HU, Pili edited this page Sep 25, 2013 · 27 revisions

Experiment Description

This section provides the most up-to-date experiment description. We'll add more details to explain the traffic and node resources if requested by PL admin and site admin. We are planning a series of experiments. With the data collected from previous experiments, we can give more accurate estimation for resources.

General facts:

  • Our slice name: cuhk_ie_01
  • Slice user: Pili Hu, hupili [at] ie [dot] cuhk [dot] edu [dot] hk
  • Machines: added 650+ machines with status "boot"; after build and all kinds of checking, about 500 machines are used for experiment.
  • Duration: Sept and Oct 2013; Expected 5-10 experiments; Each experiment runs for 1-7 days.
  • During deployment stage, there will be a bulk traffic from 500 PL nodes to http://snsapi.ie.cuhk.edu.hk. We limit the concurrent download to be 10.

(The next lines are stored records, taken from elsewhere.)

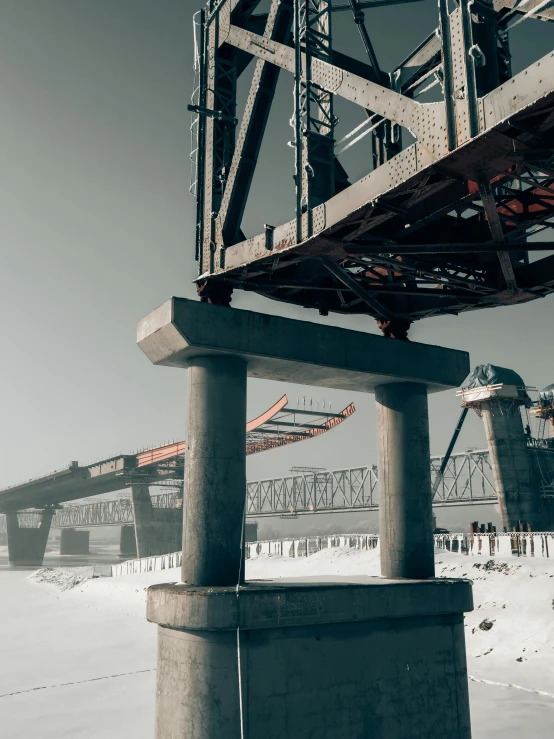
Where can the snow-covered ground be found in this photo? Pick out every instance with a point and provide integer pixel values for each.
(78, 658)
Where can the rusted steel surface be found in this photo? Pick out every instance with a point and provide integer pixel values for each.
(264, 432)
(396, 244)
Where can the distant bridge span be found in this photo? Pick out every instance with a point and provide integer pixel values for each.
(279, 426)
(468, 481)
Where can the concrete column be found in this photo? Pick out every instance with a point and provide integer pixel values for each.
(405, 497)
(215, 472)
(74, 542)
(26, 546)
(512, 465)
(127, 542)
(143, 516)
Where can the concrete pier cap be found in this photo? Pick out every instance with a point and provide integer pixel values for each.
(280, 660)
(288, 350)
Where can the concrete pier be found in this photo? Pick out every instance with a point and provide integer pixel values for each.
(515, 481)
(127, 542)
(215, 472)
(350, 658)
(26, 547)
(157, 530)
(356, 658)
(405, 496)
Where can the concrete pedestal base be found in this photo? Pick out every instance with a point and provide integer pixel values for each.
(348, 659)
(26, 547)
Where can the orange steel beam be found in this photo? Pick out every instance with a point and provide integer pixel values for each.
(177, 449)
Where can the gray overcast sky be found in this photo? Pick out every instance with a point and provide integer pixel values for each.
(97, 229)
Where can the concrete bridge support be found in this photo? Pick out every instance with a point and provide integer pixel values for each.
(157, 530)
(127, 542)
(279, 660)
(26, 547)
(405, 497)
(515, 480)
(74, 542)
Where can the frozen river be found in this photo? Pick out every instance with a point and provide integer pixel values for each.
(80, 663)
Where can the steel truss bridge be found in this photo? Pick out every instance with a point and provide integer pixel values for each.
(460, 170)
(278, 426)
(468, 480)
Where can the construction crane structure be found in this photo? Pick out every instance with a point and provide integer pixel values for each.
(459, 176)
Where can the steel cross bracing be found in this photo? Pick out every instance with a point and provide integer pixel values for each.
(438, 225)
(468, 479)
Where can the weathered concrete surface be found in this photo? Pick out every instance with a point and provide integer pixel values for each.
(311, 666)
(287, 350)
(405, 495)
(215, 472)
(74, 542)
(26, 547)
(512, 464)
(128, 542)
(157, 530)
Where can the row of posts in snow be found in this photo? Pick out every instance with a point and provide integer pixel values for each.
(519, 544)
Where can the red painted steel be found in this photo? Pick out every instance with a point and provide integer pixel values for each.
(177, 449)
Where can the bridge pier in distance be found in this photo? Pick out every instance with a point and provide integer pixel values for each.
(26, 546)
(127, 542)
(157, 530)
(350, 657)
(512, 462)
(73, 541)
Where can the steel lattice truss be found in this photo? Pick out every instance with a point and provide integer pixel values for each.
(468, 480)
(279, 426)
(454, 187)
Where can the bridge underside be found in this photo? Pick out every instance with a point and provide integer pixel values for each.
(455, 188)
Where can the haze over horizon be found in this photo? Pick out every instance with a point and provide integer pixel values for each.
(98, 230)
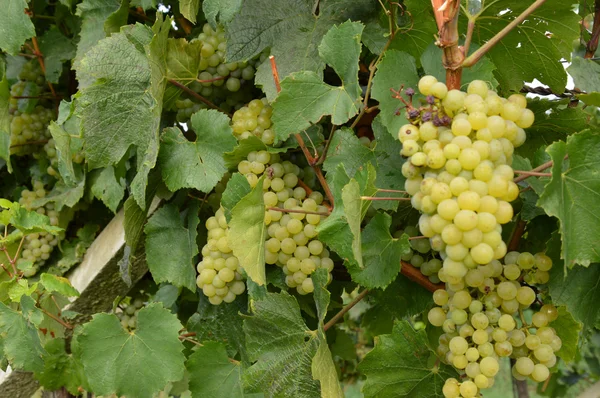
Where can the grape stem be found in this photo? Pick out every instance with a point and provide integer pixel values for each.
(40, 58)
(592, 44)
(196, 95)
(319, 213)
(344, 310)
(532, 173)
(415, 275)
(541, 167)
(313, 162)
(481, 51)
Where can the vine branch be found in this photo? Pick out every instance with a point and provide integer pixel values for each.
(343, 311)
(481, 51)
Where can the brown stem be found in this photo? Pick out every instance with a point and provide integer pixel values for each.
(532, 173)
(481, 51)
(415, 275)
(515, 239)
(195, 95)
(343, 311)
(539, 168)
(592, 44)
(40, 57)
(57, 319)
(319, 213)
(383, 198)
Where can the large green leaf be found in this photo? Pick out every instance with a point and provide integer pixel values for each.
(282, 346)
(381, 254)
(305, 98)
(56, 49)
(20, 338)
(572, 196)
(396, 69)
(292, 30)
(212, 374)
(247, 233)
(124, 105)
(112, 357)
(94, 14)
(538, 44)
(4, 116)
(198, 164)
(401, 365)
(171, 246)
(15, 26)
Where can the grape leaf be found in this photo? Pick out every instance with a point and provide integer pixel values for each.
(123, 108)
(282, 347)
(56, 49)
(305, 98)
(198, 164)
(171, 246)
(292, 30)
(22, 346)
(4, 116)
(572, 196)
(400, 299)
(225, 10)
(222, 323)
(539, 43)
(381, 254)
(60, 369)
(212, 374)
(568, 329)
(189, 9)
(578, 290)
(183, 65)
(482, 70)
(54, 283)
(346, 149)
(553, 121)
(94, 14)
(335, 231)
(112, 357)
(15, 26)
(400, 366)
(108, 185)
(247, 232)
(237, 187)
(395, 69)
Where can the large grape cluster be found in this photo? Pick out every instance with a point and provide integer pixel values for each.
(219, 273)
(459, 148)
(38, 246)
(292, 241)
(254, 119)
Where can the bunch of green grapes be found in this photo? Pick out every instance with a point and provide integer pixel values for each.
(220, 275)
(254, 120)
(38, 246)
(484, 322)
(420, 255)
(128, 314)
(292, 241)
(29, 126)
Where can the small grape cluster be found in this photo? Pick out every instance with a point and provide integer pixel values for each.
(254, 119)
(128, 314)
(38, 246)
(219, 273)
(420, 255)
(292, 236)
(485, 321)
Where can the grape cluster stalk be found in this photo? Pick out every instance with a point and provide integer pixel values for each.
(459, 148)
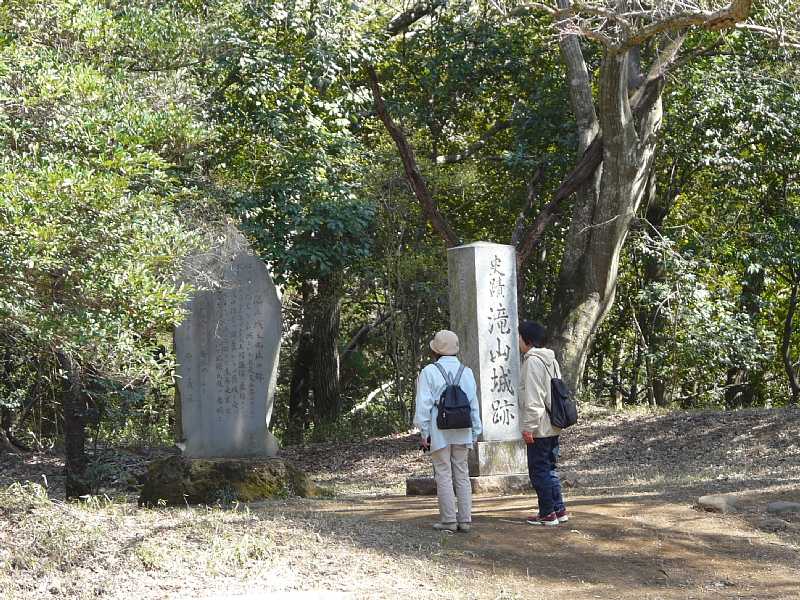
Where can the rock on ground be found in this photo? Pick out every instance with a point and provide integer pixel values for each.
(724, 503)
(177, 480)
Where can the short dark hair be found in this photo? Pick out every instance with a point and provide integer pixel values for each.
(533, 333)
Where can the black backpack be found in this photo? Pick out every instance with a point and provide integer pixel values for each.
(453, 406)
(563, 411)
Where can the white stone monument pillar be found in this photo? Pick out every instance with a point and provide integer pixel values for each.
(483, 312)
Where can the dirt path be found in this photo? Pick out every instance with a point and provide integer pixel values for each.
(624, 547)
(634, 533)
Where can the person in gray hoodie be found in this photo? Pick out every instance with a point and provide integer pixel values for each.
(539, 365)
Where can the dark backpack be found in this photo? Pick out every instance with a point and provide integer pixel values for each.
(453, 405)
(563, 411)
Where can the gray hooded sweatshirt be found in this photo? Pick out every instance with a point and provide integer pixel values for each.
(539, 365)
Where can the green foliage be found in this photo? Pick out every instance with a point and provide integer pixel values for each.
(94, 171)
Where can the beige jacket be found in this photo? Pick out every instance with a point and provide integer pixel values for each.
(534, 392)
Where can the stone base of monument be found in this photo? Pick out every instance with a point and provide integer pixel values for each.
(498, 458)
(488, 484)
(178, 480)
(494, 467)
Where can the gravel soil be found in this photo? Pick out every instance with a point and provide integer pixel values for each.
(636, 531)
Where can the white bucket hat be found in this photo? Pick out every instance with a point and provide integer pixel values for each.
(445, 343)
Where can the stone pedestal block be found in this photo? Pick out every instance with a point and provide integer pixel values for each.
(483, 485)
(177, 480)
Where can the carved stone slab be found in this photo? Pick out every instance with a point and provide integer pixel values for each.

Expected resource consumption in running stage:

  • Mild CPU usage. (exact number to be added later)
  • ~200MB memory
  • Listen on port 5900 (may be modified later)
  • 2.5 HTTP requests/response per second per machine. no keep-alive.
  • Traffic is all within PlanetLab.
  • Each machine is expected to initiate connection to almost all other 500 machines. (number of destinations = 12 simulated users/ machine * 60 average degree)

Current Status

  • Sept 25, 2013 12:05 HKT. The series of experiment has been finished. There will be no experiment recently.
  • Sept 17, 2013 23:15 HKT. We are continuously running a series of experiments this week. Each experiment costs about 2 hours deployment time and 1 hour's running time.
  • Sept 13, 2013 16:10 HKT. The 16th exp runs from 15:30 for about 12 hours.
  • Sept 13, 2013 01:40 HKT. The 15th exp runs from 00:50 for about 12 hours.
  • Sept 12, 2013 00:25 HKT. The 13 the experiment will run starting from 00:30 for about 12 hours. Configuration is the same as exp12. Server load will be more uniform.
  • Sept 11, 2013 15:55 HKT. The 12th experiment will run starting from 16:10. Same configuration as exp11 except for the data amount is trimmed smaller.
  • Sept 10, 2013 23:00 HKT. The 11th experiment will run from 23:15 for about 12 hours. HTTP request frequency is the same as exp9 and exp10.
  • Sept 10, 2013 23:00 HKT. Just finished exp10, the settings are the same as exp9.
  • Sept 10, 2013 15:00 HKT. The 9th experiment will run between 16:00~18:00. Most configurations are the same except that the number of HTTP requests will increase by 3 folds.
  • Sept 9, 2013 16:40 HKT. The 8th experiment is running. Configuration similar to previous ones, with non-used data removed.
  • Sept 7, 2013 19:55 HKT. The 5th exp starts running.
  • Sept 7, 2013 13:50 HKT. The 4th exp was run during the past one day.
  • Sept 5, 2013 11:00 HKT. The 3rd exp is terminated.
  • Sept 3, 2013 20:40 HKT. We started to distribute data for the 3rd round. The settings are almost the same as the previous two experiments. Forwarding data is filtered according to the output of a local simulator. Resource consumption is similar to previous two experiments.
  • Sept 3, 2013 15:40 HKT. The 2nd experiment finished running about 10am today. All bots are killed.
  • Sept 2, 2013 10:40 HKT. We are running the 2nd experiment. The setup is same as the 1st one. This experiment is for validating variance in real deployment.
  • Sept 1, 2013 15:50 HKT. Currently all bots are killed. We just finished the first experiment and are doing data analysis.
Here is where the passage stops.